While the film continues the story of O, a subplot depicts an anti-European rebellion in southern China.

==Plot==
The lead characters of the Story of O and Retour à Roissy novels, Sir Stephen and O, are placed in southern China where Sir Stephen owns a casino. Sir Stephen places O in a Chinese brothel for "training" and O is then subjected to a variety of humiliating experiences to prove her unconditional obedience. A sub-plot concerns a local rebellion due to the resentment towards Europeans by the local population and a young man desperate to afford O's favors at the brothel.

==Cast==
- Isabelle Illiers as O
- Klaus Kinski as Sir Stephen
- Arielle Dombasle as Nathalie
- Peter as Madame
- Keiko Niitaka as Aisen
- Sayoko Yamaguchi as Sakuya
- Hitomi Takahashi as Byakuran
- Miyuki Ono as Kasen
- Yuka Kamebuchi
- Kenichi Nakamura as Le jeune homme, Ogaku
- Akiro Suetsugu as Obana
- Renji Ishibashi as Kato
- Takeshi Wakamatsu as Le gardien de la maison
- Georges Wilson as Le narrateur (voice)

==Production==
In a 2017 interview with the French magazine VSD, Arielle Dombasle looked back on the film with regret: "It's something that hurt me terribly, I was too young to do that, and then Kinski ... he was crazy." She added about Kinski: "He's a guy who crushes the weak, the ugliest thing in the world, someone who loved power, who absolutely wanted to be loved, and who did everything to make sure we did not love him."

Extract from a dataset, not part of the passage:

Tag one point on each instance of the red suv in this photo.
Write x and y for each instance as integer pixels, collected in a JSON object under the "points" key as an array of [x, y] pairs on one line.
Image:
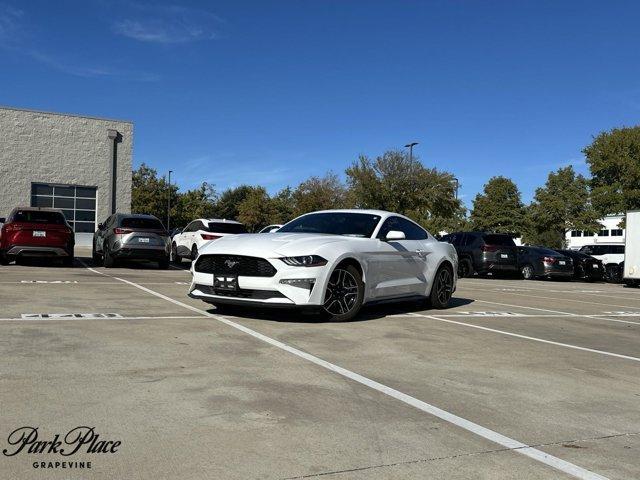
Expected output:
{"points": [[36, 232]]}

In his autobiography, Klaus Kinski claimed the sex scenes in which he participated in this movie were unsimulated.

==Release==
The film was released in France on 3 June 1981 as Les fruits de la passion and as Shanhai ijin shōkan - Chaina Dōru in Japan with censoring of the pubic areas in November 1981. The USA release as Fruits of Passion with English dubbing occurred in November 1982. A version in Japanese with English subtitles on VHS tape and DVD was published as Fruits of Passion - The Story of "O" Continued on 20 June 2000. A digitally remastered version of the film was released in Japan in Japanese, English and French with Japanese subtitles in December 2005.

==Reception==
Reaction to the film has been mixed. Roberta Novielli described it as "shallow and decadent", while Jasper Sharp called it "minor Terayama" whose "charms are mainly cosmetic", the costuming, sets and cinematography. Thomas and Yuko Mihara Weisser gave the movie three stars out of four, but say it is based on the "look" of the film and not on its narrative or coherence.